I guess it isn’t discussed because it’s too obvious. The various pieces that are to be painted go through the paint shop together, ensuring color consistency, but they aren’t assembled into a single unit until later.
-IGU-
Exactly what I said above…
That’s an easy one! Paint all the body parts of each vehicle at the same time. Tag them with IoT chips by paint batch.
The Captain
That’s what captain mentioned. But if that’s the solution, how could there ever have been a problem in the first place? Manufacturers could have been doing that at any time over the last hundred years. The assemble/disassemble/reassemble process is so cumbersome that it never would have been adopted in the first place if you could obtain color consistency efficiently by this method.
Yes, but that’s not how innovation happens. The assembly line worked really well until someone came up with a better idea and had the power to implement it.
The Captain
Yeah, but that doesn’t explain how this situation arose in the first place. If the solution is so obvious and easy that it could have been implemented at any time over the last hundred years, how did every car assembly line get organized around the cumbersome workaround? No one ever would have tried the assemble/disassemble/reassemble route in the first place.
There must be some logistical problems that would be caused by trying to paint all the painted parts as separate pieces at the same time in the paint shop, and then trying to bring all of those pieces together (without error or misplacing) back onto the assembly line - else no one would have ever done it any other way in the first place.
Lots of things are simple when looking from afar. “Doing” provides a different perspective.
Most folks at the Fool are, naturally, familiar with a few things and unfamiliar with most.

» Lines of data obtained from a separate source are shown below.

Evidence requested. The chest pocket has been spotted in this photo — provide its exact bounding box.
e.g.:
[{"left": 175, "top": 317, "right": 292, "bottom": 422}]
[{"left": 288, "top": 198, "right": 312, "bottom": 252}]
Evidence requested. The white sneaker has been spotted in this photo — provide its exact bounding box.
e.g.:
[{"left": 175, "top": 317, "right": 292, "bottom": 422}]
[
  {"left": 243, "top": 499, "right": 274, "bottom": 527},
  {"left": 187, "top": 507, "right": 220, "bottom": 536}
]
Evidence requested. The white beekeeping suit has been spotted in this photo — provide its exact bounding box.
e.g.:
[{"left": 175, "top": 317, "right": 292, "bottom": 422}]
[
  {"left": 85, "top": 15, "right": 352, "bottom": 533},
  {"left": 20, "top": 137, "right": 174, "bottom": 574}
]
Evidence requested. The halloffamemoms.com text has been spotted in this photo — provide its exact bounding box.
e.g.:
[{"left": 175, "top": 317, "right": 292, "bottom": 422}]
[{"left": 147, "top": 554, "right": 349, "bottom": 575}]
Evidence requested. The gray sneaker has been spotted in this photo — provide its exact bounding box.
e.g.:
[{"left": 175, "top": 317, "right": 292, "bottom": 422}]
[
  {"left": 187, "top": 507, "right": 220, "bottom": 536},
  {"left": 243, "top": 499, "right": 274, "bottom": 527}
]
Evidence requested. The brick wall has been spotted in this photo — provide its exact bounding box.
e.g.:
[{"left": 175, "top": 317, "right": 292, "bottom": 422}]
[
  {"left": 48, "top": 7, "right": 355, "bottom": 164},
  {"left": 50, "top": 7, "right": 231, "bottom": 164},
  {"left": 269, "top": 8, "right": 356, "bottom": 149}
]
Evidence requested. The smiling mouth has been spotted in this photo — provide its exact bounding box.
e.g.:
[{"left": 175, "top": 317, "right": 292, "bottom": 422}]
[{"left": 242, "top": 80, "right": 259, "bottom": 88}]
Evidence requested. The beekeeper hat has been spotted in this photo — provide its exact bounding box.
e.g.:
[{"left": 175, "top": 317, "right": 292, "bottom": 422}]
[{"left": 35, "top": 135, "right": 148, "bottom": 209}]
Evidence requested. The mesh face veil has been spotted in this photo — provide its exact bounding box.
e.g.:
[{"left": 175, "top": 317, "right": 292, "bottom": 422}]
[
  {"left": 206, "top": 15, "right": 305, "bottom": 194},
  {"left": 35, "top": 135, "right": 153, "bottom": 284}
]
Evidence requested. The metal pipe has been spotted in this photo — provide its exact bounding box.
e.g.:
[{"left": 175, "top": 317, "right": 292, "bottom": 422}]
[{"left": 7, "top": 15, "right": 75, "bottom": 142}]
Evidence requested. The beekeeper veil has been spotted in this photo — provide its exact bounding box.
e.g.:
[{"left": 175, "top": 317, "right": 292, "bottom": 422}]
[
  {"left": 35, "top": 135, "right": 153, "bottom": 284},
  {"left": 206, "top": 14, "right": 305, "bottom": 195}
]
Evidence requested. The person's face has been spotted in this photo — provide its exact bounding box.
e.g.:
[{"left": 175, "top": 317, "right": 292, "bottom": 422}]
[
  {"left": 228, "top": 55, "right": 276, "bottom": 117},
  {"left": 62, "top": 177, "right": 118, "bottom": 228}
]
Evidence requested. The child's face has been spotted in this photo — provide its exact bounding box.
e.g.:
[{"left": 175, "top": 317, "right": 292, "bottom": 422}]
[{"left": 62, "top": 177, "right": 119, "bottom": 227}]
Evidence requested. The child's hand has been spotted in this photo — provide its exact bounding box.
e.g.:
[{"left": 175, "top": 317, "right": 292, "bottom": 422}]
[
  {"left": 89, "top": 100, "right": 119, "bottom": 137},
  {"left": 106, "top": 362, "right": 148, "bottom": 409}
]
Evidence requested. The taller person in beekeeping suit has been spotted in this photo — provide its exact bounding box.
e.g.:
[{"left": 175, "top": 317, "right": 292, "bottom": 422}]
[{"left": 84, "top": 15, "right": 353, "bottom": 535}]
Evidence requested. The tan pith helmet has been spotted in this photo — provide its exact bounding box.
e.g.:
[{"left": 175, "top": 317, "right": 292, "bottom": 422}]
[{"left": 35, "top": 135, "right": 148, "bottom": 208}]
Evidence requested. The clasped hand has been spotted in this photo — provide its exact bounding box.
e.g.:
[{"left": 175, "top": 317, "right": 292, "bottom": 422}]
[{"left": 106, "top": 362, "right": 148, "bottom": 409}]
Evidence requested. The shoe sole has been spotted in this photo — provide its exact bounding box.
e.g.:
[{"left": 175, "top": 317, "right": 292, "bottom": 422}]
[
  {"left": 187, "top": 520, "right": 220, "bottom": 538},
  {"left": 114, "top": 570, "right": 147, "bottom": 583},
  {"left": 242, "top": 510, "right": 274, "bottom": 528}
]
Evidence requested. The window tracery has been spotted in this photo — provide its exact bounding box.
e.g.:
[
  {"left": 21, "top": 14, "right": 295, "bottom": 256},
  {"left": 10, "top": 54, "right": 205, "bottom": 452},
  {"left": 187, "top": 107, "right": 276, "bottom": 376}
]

Doesn’t stop from “knowing” about the unfamiliar stuff.
I have a BIT of exposure to the world of OEM painting after spending some time in an automotive production painting environment. It is fiendishly difficult (and messy… lost a lot of ties to paint!). An art and a science. And it doesn’t happen as most would assume.
Rob
He is no fool who gives what he cannot keep to gain what he cannot lose.
You miss the essential fact that we make progress. Our ability to match color from run to run is probably like 5% of the problem that Ford etc. had to solve when building cars 100 years ago.
This is part of what makes manufacturing hard. Every step adopted to solve some problem at some cost has to be reexamined as the problem that step solved disappears. Using crowbars to align parts on the assembly line disappeared as we got better fit tolerances out of the basic manufacturing. Toyota improved its ability to get tolerances right in the first place years before the American manufacturers bothered doing so, and as a result they were able to DESIGN a better car because the tolerances they were limited to were better.
By taking a revolutionary top down approach to manufacturing, infomed by current capabilities, Musk has pushed aside piles of old techniques and piles of old limitations to design compared to the legacy automakers.
I remember the puzzle of Honda, which (sorta) pioneered transverse mounted engines in cars. Well they also pioneered in-line mounted engines on motorcycles. In some sense the real answer is you keep doing lots of things lots of different ways, and then you have the opportunity to keep the innovations that really matter which learn from your experience with those innovations.
The best way to build a car is a fast moving target.